Many teams assume that splitting large result sets into smaller chunks automatically satisfies identity‑based access control. In reality, chunking only reduces the amount of data transferred per request; it does not guarantee that the requester is authorized for each piece of the dataset.
IAM policies define which identities can read, write, or modify a resource, but they are typically evaluated once per connection or per API call. When an application pulls data page by page, the IAM check may happen only on the initial request, leaving subsequent pages unchecked. This gap can let a compromised credential harvest an entire table by iterating through all chunks, even though the policy only intended a limited view.
Why IAM alone is insufficient for chunked access
IAM provides two essential capabilities: identity verification and static permission mapping. The verification step occurs before the data path is opened, establishing who the caller is. The permission mapping step decides whether the caller may start a session, but it does not inspect the payload that flows after the session begins. When a client asks for the first 100 rows of a table, the IAM engine says “allowed,” and the gateway opens the connection.
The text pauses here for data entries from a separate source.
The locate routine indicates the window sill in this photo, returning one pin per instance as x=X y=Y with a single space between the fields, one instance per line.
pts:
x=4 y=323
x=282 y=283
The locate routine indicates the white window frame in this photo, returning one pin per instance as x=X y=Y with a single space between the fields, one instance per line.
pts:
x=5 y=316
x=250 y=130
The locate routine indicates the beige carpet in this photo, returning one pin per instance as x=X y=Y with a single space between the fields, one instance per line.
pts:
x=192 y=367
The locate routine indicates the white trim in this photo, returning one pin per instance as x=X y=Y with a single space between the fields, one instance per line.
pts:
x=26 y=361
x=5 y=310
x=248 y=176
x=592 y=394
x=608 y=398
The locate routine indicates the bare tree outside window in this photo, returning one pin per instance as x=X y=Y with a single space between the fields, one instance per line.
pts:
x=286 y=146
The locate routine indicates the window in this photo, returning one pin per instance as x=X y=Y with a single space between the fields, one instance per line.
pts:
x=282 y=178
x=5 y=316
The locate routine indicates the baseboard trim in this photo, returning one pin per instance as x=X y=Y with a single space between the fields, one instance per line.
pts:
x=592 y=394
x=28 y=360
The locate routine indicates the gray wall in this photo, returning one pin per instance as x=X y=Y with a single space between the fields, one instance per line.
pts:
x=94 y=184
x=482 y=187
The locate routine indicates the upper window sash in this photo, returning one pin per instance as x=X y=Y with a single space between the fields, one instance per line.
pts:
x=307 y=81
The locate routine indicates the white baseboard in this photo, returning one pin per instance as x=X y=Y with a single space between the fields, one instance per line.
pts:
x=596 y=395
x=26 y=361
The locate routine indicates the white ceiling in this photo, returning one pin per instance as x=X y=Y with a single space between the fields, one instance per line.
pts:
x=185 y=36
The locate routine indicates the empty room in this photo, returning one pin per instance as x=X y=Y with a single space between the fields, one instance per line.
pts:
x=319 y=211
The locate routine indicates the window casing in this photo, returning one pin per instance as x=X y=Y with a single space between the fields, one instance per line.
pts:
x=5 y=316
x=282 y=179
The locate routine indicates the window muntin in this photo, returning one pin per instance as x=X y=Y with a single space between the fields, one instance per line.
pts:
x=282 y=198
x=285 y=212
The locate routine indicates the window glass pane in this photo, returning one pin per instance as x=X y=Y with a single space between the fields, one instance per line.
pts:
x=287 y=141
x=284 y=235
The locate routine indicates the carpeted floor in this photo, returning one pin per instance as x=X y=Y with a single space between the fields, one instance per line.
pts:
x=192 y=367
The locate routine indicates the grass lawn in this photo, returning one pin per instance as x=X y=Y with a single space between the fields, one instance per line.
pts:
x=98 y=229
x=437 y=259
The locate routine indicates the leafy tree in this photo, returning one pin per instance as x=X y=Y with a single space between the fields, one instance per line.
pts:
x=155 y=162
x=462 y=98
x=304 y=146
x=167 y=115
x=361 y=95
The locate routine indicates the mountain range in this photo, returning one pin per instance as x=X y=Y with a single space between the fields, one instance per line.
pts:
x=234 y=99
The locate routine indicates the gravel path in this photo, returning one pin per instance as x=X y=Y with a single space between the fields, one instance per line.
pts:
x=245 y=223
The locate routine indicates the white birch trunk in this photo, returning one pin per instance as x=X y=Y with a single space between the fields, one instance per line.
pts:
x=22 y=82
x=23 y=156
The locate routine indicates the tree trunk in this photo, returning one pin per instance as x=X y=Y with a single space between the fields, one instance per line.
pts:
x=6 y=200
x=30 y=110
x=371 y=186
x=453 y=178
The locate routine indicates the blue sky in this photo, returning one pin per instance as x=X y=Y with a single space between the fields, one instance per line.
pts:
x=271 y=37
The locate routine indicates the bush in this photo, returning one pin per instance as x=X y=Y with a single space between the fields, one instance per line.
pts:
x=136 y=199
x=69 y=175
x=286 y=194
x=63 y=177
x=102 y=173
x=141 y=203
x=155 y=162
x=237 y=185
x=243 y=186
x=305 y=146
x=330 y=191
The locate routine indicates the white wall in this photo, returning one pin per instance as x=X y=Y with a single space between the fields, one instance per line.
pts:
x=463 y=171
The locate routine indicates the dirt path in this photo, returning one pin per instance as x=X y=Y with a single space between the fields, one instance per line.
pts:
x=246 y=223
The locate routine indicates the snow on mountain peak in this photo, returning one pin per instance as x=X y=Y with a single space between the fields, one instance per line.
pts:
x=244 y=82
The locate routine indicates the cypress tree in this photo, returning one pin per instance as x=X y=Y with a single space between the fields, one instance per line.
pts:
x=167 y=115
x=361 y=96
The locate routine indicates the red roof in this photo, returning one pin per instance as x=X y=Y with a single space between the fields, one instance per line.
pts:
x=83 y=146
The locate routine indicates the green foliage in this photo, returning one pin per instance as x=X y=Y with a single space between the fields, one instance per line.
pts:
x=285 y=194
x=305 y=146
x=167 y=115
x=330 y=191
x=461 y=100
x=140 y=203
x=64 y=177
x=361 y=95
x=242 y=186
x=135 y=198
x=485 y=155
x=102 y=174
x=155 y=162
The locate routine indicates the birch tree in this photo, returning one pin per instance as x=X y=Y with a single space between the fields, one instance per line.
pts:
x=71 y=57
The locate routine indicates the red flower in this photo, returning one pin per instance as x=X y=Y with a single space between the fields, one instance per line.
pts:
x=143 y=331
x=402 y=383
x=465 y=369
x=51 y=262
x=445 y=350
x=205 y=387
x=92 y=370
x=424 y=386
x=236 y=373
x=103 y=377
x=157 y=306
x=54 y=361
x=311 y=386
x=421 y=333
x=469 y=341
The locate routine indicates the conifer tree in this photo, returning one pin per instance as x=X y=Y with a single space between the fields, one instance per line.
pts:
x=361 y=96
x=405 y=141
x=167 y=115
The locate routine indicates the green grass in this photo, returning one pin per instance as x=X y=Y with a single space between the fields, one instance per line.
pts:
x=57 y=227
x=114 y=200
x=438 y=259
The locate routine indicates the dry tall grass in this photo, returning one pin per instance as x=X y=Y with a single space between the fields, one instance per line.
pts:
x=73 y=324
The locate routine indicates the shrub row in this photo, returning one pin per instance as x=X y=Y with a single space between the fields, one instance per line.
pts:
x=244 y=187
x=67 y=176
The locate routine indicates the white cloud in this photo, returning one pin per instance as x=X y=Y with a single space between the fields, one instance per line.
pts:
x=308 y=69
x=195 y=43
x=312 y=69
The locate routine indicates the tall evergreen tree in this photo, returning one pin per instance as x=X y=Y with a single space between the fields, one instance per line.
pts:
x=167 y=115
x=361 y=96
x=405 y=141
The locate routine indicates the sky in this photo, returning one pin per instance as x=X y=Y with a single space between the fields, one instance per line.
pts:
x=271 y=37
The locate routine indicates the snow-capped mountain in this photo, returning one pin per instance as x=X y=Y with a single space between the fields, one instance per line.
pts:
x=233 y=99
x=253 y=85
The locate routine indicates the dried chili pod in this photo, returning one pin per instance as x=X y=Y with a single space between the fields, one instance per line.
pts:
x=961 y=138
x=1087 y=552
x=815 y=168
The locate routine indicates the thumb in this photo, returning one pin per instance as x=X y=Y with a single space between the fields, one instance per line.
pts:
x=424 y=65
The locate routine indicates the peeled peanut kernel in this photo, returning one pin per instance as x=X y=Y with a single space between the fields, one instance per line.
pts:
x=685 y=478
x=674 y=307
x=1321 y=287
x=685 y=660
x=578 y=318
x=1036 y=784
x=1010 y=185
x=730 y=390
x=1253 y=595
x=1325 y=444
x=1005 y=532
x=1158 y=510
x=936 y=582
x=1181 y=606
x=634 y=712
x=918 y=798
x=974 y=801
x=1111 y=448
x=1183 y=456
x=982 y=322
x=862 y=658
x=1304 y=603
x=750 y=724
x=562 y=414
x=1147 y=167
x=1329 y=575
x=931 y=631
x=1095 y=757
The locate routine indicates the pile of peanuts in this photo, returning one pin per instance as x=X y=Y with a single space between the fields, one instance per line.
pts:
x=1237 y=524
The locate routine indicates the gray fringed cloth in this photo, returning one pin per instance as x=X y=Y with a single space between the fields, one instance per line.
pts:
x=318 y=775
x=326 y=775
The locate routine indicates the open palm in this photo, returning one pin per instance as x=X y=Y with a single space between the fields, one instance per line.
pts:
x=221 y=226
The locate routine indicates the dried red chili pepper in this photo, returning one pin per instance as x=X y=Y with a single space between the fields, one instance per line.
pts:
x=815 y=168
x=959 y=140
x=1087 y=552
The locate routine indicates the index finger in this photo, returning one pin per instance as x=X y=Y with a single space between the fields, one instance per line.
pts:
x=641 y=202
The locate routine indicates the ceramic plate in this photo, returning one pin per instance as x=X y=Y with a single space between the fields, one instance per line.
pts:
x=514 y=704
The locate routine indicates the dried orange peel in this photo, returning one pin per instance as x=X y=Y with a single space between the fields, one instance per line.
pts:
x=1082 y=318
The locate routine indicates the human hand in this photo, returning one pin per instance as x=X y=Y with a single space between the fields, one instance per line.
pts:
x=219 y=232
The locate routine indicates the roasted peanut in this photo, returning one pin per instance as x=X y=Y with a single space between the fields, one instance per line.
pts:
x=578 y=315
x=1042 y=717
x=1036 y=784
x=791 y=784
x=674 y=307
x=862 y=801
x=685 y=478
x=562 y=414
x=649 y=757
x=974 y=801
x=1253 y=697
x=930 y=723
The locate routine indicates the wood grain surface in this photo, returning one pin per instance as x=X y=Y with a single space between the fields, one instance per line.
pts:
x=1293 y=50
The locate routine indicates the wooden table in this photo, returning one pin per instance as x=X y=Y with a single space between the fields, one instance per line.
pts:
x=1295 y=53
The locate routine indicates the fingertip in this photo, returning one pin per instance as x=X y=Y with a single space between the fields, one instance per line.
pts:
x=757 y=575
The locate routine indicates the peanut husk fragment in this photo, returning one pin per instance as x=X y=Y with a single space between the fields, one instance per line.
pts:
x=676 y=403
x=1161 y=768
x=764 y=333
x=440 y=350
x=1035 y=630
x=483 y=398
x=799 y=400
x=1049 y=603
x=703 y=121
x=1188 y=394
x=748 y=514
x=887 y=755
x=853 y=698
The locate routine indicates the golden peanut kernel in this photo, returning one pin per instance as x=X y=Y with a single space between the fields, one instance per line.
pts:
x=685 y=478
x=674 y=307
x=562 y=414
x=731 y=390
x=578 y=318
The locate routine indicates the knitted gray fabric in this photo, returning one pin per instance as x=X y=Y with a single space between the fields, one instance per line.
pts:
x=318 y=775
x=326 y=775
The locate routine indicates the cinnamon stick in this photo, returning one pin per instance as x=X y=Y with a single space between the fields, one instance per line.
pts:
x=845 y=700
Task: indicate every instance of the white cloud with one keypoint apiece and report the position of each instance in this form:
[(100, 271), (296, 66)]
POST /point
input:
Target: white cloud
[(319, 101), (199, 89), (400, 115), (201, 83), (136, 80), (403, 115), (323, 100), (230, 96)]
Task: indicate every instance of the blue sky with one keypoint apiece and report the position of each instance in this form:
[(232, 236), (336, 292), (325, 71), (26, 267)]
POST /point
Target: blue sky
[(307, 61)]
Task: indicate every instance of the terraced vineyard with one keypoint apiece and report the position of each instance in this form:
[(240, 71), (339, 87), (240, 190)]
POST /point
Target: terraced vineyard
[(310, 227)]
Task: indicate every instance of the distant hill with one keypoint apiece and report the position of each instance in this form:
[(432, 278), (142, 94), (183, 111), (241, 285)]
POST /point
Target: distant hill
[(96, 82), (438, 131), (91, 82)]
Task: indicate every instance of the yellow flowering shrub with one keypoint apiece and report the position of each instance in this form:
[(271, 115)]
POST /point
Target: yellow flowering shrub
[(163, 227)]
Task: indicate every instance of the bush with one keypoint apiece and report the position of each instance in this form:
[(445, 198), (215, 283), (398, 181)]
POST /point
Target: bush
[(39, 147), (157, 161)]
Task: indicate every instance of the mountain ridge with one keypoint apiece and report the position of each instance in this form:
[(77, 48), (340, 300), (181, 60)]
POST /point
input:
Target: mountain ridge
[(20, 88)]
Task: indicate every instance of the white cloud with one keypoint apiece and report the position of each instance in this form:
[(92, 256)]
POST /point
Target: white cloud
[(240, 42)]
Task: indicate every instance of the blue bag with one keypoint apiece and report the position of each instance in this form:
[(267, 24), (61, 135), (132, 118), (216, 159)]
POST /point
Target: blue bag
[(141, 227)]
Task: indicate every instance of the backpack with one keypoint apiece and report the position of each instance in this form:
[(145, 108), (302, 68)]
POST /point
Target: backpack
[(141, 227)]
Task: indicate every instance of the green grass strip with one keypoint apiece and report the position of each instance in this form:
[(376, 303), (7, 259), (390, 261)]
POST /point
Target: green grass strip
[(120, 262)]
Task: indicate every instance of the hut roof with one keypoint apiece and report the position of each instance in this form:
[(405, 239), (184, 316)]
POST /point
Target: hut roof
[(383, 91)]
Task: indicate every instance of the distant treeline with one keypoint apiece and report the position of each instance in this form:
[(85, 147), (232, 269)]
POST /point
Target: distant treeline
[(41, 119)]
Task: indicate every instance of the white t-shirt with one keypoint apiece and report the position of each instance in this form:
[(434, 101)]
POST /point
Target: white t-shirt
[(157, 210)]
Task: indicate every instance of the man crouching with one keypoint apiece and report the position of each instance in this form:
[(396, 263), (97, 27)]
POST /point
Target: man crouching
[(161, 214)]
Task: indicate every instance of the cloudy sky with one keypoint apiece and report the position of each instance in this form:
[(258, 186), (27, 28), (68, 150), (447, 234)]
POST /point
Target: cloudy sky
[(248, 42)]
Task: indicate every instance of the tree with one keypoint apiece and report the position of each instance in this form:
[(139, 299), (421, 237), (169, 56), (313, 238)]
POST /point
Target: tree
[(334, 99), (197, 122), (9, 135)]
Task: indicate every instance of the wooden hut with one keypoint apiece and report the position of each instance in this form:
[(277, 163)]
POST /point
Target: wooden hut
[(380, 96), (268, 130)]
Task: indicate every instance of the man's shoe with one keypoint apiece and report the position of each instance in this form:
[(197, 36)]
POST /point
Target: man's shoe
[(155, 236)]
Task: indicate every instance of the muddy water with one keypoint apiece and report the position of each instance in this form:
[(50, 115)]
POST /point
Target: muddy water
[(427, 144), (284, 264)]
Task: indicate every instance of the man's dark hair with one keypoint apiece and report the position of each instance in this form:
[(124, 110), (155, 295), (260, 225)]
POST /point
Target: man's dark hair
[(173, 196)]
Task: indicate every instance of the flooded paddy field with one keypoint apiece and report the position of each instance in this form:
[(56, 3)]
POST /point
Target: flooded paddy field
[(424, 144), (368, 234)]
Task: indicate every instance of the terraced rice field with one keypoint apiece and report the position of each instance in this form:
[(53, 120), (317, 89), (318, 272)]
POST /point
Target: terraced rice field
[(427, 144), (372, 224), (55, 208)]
Subsequent requests for rows 101‑200, 201‑300, and so on travel through the same open channel without additional IAM evaluation.
This model leaves three risks unaddressed:
- Over‑exposure: A user with permission to view a subset may still retrieve the full dataset by paging through chunks.
- Missing audit trails: IAM logs record the initial connection but not each chunk request, making it hard to prove exactly what data was accessed.
- In‑flight data leakage: Sensitive fields (PII, secrets) travel unmodified unless a downstream component masks them.
To close these gaps, enforcement must happen where the data actually flows – the data path itself.
Placing enforcement in the data path
When a gateway sits between the identity provider and the target system, it can evaluate policy on every request, not just the first handshake. The gateway can:
- Re‑check IAM attributes for each chunk request, ensuring the caller’s scope still applies.
- Record each chunk interaction, creating a fine‑grained audit trail that shows exactly which rows were returned.
- Apply inline masking to sensitive columns on a per‑response basis, preventing exposure of PII even when the caller is authorized for the overall table.
- Require just‑in‑time approval for high‑risk chunks, such as those that cross a row‑count threshold or contain financial data.
These capabilities exist only because the gateway intercepts the protocol stream. Without that interception, the connection would remain a black box after IAM has granted access.